Dass es Rauchverbote in Bereichen gibt, wo Raucher und Nichtraucher sich gemeinsam aufhalten müssen, ist vernünftig. Dass die Gesellschaft den Zigaretten-Konsum Jugendlicher nicht mehr als Normalität hinnimmt, war schon lange überfällig. Aber damit muss es dann auch gut sein.Schon der Umstand, dass die Bahn, obwohl sie problemlos Raucher- und Nichtraucherzonen abtrennen könnte, ein totales Rauchverbot verhängt, ist nicht Nichtraucher-Schutz, sondern Raucher-Diskriminierung. Gleiches gilt für Einzelbüros in öffentlichen Gebäuden. Oder das Raucherzimmer im Gericht.
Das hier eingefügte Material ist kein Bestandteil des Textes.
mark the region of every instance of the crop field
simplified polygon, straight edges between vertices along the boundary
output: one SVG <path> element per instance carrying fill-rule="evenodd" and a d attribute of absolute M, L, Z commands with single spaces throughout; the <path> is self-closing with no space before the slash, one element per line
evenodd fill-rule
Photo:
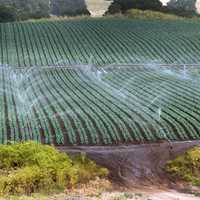
<path fill-rule="evenodd" d="M 0 143 L 200 139 L 197 22 L 8 23 L 0 45 Z"/>
<path fill-rule="evenodd" d="M 196 67 L 2 68 L 0 142 L 199 139 L 199 72 Z"/>

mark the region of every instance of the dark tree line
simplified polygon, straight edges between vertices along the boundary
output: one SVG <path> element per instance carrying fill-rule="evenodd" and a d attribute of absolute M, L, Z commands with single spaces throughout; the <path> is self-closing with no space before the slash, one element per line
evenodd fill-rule
<path fill-rule="evenodd" d="M 155 10 L 190 16 L 196 13 L 197 0 L 171 0 L 163 6 L 160 0 L 113 0 L 106 14 L 125 13 L 129 9 Z"/>
<path fill-rule="evenodd" d="M 160 0 L 111 0 L 106 14 L 126 13 L 135 8 L 156 10 L 183 16 L 193 15 L 197 0 L 171 0 L 163 6 Z M 0 22 L 29 18 L 89 15 L 85 0 L 0 0 Z"/>
<path fill-rule="evenodd" d="M 0 22 L 30 18 L 89 15 L 85 0 L 0 0 Z"/>

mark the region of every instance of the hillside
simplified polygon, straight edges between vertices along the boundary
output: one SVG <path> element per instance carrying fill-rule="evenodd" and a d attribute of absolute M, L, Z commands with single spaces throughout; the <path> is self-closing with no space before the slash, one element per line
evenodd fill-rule
<path fill-rule="evenodd" d="M 1 24 L 0 143 L 199 139 L 198 23 Z"/>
Der neueste Dreh an der Eskalations-Schraube kommt nun von der SPD. Es wäre zu kurzsichtig, den Vorschlag mit den "Abschreck-Bildern" auf der Zigaretten-Packung allein wegen seiner offenkundigen Nutzlosigkeit abzutun. Natürlich weiß jeder Raucher, dass das, was er tut, ungesund ist - und qualmt trotzdem.

Aber es geht um etwas Grundsätzliches. Es geht darum, dass ein erwachsener, bei normalem Verstand befindlicher Mensch das Recht haben muss, zu rauchen, obwohl er die Folgen kennt. Motorrad zu fahren, obwohl es riskant ist. Zu viel zu essen, auch wenn er seinen Cholesterinspiegel ruiniert. Auf Berge zu klettern, obwohl man abstürzen kann. Vom 10-Meter-Brett zu springen, auch wenn ein Bauchklatscher droht. Sich bisweilen zu betrinken, obwohl jedesmal etliche Gehirnzellen dran glauben müssen. 70 Stunden in der Woche zu arbeiten (liebe Politiker), obwohl es ihn dem Herzinfarkt näher bringt. Und all das, ohne dass ihn Gesundheits-Apostel mit einer penetranten Erziehungs-Diktatur behelligen.

Das hat etwas mit den Grundprinzipien einer freiheitlichen Gesellschaft zu tun. Wer jetzt für die schwarze Lunge auf der Zigarettenpackung ist, muss konsequenterweise auf jede Weinflasche eine Zirrhose-Leber, auf jede Schokoladen-Packung einen Sumo-Kämpfer, auf jede Auto-Motorhaube ein Genickbruch-Röntgenbild kleben. Und irgendwann wird dann die Vorschrift erlassen, wie viel Zeit ein Durchschnittsbürger walkenderweise an der frischen Luft zuzubringen hat, wenn er seinen Versicherungsschutz nicht verlieren will.

Damit es einen vor dieser schönen neuen Welt gruselt, muss man kein Raucher sein.